18.05
2025
10:00
Uhr

Friedenskirche in Berlin-Charlottenburg

Ein Beitrag von Hendrik Kissel

Mitwirkende

Predigt: Pastor Hendrik Kissel
Sprecher:in Gebete:  Dagmar Eichhorn
Sprecher:in Texte
Interview: Robert Spitzner
Moderation: Lina Rothkegel
Musikal. Leitung: Burkhard F.Fabian
Trompete: Theo Altmann
Drum: Finn Seemann
E-Bass: Thomas Koch
Sax: Viktor Wolf
Sologesang: Elias Schockel
 

Predigt

Kantate heißt der heutige Sonntag: Singt! 
Und viel singen wir miteinander in diesem Gottesdienst. 
Singen gehört zum Glauben, 
    gehört zur Kirche. In Chören und Kindergarten, bei christlichen Festen 
    und beim Klagen 
Singen gehört dazu.

Aber was, wenn manche Stimmen nicht dabei sind. Wenn sie fehlen? 
Weil sie nie eingeladen waren?

Wenn die Musik, 
    die in Kirchen erklingt, nur bestimmten Klangkörpern und Geschichten Raum gibt?
Die erste Taufgeschichte eines Nichtjuden, 
    von der im Predigttext die Rede war, 
    sprengt alle Grenzen.
Sie erzählt von jemandem, 
    der damals gleich mehrfach an Rändern lebte
     – geografisch, geschlechtlich, religiös, kulturell.

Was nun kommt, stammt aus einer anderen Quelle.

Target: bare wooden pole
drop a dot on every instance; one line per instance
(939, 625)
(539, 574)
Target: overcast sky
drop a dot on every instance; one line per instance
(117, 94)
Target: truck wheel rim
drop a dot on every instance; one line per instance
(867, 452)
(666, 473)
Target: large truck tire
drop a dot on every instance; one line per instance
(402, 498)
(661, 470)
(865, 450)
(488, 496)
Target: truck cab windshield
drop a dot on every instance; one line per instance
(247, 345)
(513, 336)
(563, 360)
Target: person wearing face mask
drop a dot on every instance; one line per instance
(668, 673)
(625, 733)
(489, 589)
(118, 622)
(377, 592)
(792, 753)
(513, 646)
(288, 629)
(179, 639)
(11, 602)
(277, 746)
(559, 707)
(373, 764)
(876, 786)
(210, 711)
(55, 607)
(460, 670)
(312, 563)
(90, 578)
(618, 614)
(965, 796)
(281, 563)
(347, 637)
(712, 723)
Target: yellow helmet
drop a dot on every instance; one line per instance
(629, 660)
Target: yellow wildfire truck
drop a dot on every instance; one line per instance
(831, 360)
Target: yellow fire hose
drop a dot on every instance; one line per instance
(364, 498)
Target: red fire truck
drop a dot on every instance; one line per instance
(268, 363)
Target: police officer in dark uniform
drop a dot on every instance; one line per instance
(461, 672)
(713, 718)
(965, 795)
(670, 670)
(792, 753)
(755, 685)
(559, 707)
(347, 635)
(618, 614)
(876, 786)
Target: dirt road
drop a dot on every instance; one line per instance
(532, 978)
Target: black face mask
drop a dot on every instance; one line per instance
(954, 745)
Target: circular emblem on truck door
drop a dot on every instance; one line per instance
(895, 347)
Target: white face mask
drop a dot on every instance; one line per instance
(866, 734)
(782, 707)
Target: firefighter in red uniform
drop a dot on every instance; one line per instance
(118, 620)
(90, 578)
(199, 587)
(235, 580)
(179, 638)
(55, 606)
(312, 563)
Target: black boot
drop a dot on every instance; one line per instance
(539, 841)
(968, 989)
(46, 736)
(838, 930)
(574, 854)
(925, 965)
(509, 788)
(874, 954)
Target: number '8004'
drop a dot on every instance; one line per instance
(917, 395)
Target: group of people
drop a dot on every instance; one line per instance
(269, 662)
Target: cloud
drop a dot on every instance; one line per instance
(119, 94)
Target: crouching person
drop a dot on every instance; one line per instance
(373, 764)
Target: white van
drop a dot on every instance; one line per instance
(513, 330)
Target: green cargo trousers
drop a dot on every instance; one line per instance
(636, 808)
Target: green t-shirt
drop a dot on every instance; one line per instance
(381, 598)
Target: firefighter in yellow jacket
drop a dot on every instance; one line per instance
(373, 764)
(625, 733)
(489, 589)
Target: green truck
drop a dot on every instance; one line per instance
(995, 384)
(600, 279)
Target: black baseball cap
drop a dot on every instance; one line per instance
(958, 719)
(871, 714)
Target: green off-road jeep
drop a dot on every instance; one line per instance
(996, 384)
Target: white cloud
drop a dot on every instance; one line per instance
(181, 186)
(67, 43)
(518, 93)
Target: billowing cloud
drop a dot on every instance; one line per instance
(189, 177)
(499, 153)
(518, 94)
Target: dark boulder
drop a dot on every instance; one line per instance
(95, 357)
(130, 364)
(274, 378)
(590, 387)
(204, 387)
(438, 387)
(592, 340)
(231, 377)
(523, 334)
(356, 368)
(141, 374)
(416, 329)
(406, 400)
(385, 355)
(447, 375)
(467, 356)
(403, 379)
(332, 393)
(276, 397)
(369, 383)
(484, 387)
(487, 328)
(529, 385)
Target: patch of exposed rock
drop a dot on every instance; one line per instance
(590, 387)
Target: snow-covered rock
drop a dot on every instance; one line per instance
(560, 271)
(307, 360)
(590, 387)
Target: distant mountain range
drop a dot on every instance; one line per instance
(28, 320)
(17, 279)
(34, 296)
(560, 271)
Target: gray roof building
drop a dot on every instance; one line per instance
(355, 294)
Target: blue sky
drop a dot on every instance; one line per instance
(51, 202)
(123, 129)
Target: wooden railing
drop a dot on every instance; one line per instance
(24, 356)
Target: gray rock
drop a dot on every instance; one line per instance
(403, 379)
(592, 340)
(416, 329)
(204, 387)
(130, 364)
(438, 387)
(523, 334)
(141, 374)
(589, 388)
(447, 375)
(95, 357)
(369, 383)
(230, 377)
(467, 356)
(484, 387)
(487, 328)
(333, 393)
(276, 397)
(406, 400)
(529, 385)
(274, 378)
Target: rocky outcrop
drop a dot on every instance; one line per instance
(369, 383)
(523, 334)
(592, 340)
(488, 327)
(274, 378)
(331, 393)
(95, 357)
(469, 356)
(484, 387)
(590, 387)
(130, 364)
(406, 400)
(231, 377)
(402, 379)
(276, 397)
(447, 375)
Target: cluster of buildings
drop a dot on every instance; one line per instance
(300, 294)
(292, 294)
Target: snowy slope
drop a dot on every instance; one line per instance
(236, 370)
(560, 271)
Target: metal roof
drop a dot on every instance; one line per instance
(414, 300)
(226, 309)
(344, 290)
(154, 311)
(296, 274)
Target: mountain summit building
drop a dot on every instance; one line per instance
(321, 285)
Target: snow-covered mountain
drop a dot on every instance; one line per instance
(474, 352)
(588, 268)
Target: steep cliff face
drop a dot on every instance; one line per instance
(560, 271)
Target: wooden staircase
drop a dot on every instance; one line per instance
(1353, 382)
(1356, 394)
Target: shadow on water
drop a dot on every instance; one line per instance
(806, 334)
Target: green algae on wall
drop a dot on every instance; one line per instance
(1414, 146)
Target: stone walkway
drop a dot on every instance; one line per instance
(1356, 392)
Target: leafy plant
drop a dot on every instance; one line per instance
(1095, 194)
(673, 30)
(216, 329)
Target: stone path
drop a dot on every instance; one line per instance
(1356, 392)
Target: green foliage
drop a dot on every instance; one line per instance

Der erste Mensch außerhalb Israels, der getauft wird, ist ein Schwarzer Mann.
    Ein Afrikaner aus Äthiopien – dunkelhäutig, hochgebildet, spirituell auf der Suche.
    Die Bibel nennt ihn Kämmerer: ein Hofbeamter für Finanzen, ein Eunuch. 
Eine Trans-Person, würden wir heute vielleicht sagen.
    Vielleicht hat er seine körperliche Veränderung selbst gewählt.
    Vielleicht wurde sie ihm angetan.
    Vielleicht war er von Geburt an anders.
Egal – in jedem Fall
    ein Mensch, der vom Gewohnten abweicht.
        außerhalb der Norm:
            Nicht vollständig jüdisch. 
            Nicht vollständig männlich. 
            Nicht vollständig rein.
    Aber für Gott: vollständig.


Kein Zufall, glaube ich: 
    Mit ihm und gerade mit beginnt das Evangelium seinen Weg in die Welt hinaus –
        mit einem, der anders ist, 
        nicht in Jerusalem, nicht in Rom, nicht in Europa.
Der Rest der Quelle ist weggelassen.